There are several limitations inherent to retrospective review of isolated case reports. Those most pertinent to the present report include: patient recall bias, specifically with regard to animal exposure; inconsistent reporting/documentation of risk factors (such as type and extent of animal exposure) leading to infection; publication bias; differences in practice patterns within and between centres; and reliable laboratory identification of rare microorganisms.
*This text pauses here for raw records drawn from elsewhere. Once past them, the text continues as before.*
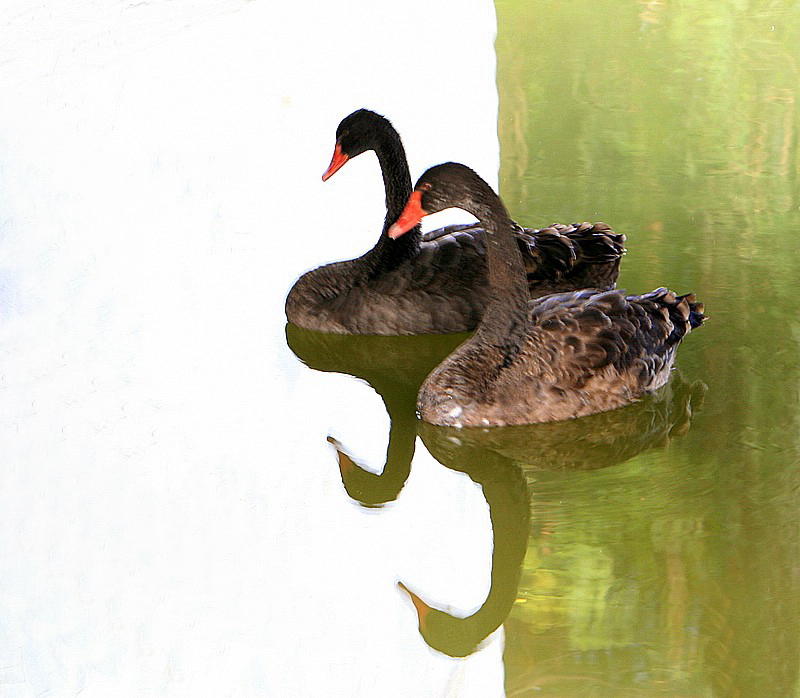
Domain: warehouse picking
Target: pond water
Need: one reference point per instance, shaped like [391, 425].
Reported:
[199, 499]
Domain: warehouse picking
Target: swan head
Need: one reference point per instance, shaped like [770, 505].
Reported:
[357, 133]
[444, 186]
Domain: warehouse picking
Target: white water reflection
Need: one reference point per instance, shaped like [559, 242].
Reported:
[173, 519]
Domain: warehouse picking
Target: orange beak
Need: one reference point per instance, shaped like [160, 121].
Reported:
[338, 159]
[411, 215]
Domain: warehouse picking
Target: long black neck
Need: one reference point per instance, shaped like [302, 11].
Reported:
[388, 253]
[504, 320]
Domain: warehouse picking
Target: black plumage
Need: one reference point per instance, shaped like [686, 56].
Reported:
[539, 360]
[435, 283]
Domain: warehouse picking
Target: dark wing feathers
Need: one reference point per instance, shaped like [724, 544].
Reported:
[632, 333]
[557, 258]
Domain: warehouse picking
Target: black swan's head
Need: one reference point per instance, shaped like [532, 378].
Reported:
[356, 134]
[444, 186]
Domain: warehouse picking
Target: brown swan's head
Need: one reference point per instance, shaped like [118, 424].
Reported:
[443, 186]
[356, 134]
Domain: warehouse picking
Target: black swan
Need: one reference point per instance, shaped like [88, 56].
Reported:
[434, 283]
[562, 356]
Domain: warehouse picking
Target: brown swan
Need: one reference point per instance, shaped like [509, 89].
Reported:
[561, 356]
[434, 283]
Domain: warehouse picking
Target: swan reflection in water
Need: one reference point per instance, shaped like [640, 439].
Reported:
[499, 459]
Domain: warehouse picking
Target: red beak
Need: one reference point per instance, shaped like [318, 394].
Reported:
[422, 608]
[338, 159]
[411, 215]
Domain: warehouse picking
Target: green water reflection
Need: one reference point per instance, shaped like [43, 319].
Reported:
[677, 572]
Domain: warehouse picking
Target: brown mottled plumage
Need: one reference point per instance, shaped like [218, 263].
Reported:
[434, 283]
[564, 355]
Recognizing the limits of this type of study, we believe that sufficient points of commonality have emerged to allow these trends to be reported.

CONCLUSION

The present case series and review of published reports is the largest and most complete to date, and provides a clear picture of PD-associated peritonitis caused by Pasteurella species. This infection is indistinguishable from other forms of PD peritonitis except for a tendency toward rapid (<24 h of symptoms) presentation for care. These organisms should be suspected as an etiological agent if there is a pet at home, even if direct contact between the pet and the equipment was not observed. Moreover, a history of a puncturing animal bite to PD tubing or fluid bags should raise the index of suspicion. Gram stain and WBC counts from both peripheral blood and peritoneal fluid are not helpful in distinguishing Pasteurella species from other infectious agents causing PD-associated peritonitis. This infection can occur in both novel and experienced PD users. As a result, PD patients should be regularly asked about pet ownership. Periodic reminders of infection control procedures should be stressed in routine follow-up appointments of PD patients with household pets.

The suggestion in the International Society for Peritoneal Dialysis guideline of empirical Gram-positive and Gram-negative therapy for PD-associated peritonitis is appropriate even if Pasteurella species are suspected (34). If Pasteurella species are recovered from PD fluid culture, we suggest a 14-day course of IP therapy guided by antimicrobial susceptibilities; aminoglycoside monotherapy should be avoided. Antibiotic-based PD catheter salvage therapy is an appropriate goal given that this approach was successful in 90% of published cases.

Acknowledgments

There were no study sponsors or funding sources.

Footnotes

DISCLOSURES: The authors have no conflicts of interest to declare.

ETHICS APPROVAL: Ethics approval was not required for this study.